Termijnen: Motivering departement: 27 augustus 2024 Schriftelijke opmerkingen: 13 oktober 2024
Trefwoorden: betalingsachterstand, schuldvordering, invorderingskosten, verrekening
Onderwerp: - Richtlijn 2011/7/EU van het Europees Parlement en de Raad van 16 februari 2011 betreffende bestrijding van betalingsachterstand bij handelstransacties: artikel 3, lid 1 en lid 3, onder a), en artikel 6, leden 1 en 2.

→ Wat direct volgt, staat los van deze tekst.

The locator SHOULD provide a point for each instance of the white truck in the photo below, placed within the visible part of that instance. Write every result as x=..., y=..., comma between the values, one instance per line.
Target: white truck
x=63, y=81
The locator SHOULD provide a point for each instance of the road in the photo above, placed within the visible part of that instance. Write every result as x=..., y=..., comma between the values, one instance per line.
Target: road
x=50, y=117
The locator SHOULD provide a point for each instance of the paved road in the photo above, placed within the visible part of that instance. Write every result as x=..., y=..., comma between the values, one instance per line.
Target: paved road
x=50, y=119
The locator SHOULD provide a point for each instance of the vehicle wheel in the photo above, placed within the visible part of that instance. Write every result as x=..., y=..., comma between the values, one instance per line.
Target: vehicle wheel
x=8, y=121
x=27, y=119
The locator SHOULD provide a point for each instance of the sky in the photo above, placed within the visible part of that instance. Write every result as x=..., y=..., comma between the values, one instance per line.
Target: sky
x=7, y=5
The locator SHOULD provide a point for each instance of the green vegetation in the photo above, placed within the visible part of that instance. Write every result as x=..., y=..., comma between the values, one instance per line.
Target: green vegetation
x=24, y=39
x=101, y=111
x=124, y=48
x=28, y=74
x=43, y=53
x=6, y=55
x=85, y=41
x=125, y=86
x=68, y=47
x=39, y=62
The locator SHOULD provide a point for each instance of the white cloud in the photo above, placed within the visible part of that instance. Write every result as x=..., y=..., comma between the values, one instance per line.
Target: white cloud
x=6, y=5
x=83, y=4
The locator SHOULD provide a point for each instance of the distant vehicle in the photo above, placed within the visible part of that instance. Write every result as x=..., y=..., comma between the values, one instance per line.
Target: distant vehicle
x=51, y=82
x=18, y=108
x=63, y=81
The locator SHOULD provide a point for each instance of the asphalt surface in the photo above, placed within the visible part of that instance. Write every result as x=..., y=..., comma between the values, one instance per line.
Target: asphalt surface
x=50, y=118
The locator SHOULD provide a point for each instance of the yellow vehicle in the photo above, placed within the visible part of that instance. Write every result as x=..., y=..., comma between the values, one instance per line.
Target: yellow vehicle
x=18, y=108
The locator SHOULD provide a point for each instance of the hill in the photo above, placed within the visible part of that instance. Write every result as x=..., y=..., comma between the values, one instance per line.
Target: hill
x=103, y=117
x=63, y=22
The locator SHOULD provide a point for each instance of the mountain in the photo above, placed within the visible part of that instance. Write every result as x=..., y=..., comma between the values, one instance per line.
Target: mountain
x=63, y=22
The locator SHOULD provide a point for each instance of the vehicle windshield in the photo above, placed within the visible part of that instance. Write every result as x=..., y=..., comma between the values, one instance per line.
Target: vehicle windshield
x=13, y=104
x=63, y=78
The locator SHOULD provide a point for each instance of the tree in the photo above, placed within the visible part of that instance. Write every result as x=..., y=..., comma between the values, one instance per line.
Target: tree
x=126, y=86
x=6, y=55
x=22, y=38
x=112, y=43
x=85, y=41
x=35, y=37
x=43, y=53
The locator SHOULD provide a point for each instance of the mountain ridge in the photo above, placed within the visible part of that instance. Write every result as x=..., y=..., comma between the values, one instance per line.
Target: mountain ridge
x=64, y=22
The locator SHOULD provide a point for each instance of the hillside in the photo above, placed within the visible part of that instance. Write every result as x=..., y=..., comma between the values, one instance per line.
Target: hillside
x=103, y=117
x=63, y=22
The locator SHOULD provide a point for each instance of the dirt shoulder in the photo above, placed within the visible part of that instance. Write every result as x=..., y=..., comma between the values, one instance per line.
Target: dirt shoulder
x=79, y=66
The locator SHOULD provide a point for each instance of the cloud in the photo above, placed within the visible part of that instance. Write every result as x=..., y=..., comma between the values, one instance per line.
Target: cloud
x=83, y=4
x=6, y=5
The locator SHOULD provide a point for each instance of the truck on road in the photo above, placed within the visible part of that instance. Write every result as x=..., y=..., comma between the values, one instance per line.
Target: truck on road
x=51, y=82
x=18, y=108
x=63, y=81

Feiten: Verzoekende partij is ‘E’ en verwerende partij is ‘C’. E heeft tien vorderingen tegen C ingesteld voor het betalen van de tegenprestaties voor de transporten die zij in opdracht van C heeft verricht. C heeft geconcludeerd tot afwijzing van de rechtsvordering, en heeft E onder andere een verklaring tot verrekening opgeworpen. C stelt dat zij een tegenvordering heeft op E, omdat een deel van de vervoerde goederen tijdens een van de transporten waarop het verzoekschrift geen betrekking heeft, verloren is gegaan en E daarvoor aansprakelijk is. De ingediende verklaring van verrekening heeft enkel betrekking op de hoofdvorderingen van E (zonder rente en invorderingskosten), maar C heeft aangevoerd dat de verrekening op grond van nationaal recht terugwerkende kracht heeft, waardoor de schuldvorderingen van E tot betaling van rente en invorderingsvergoedingen automatisch komen te vervallen. E betwijfelt de doeltreffendheid van de verklaring van verrekening.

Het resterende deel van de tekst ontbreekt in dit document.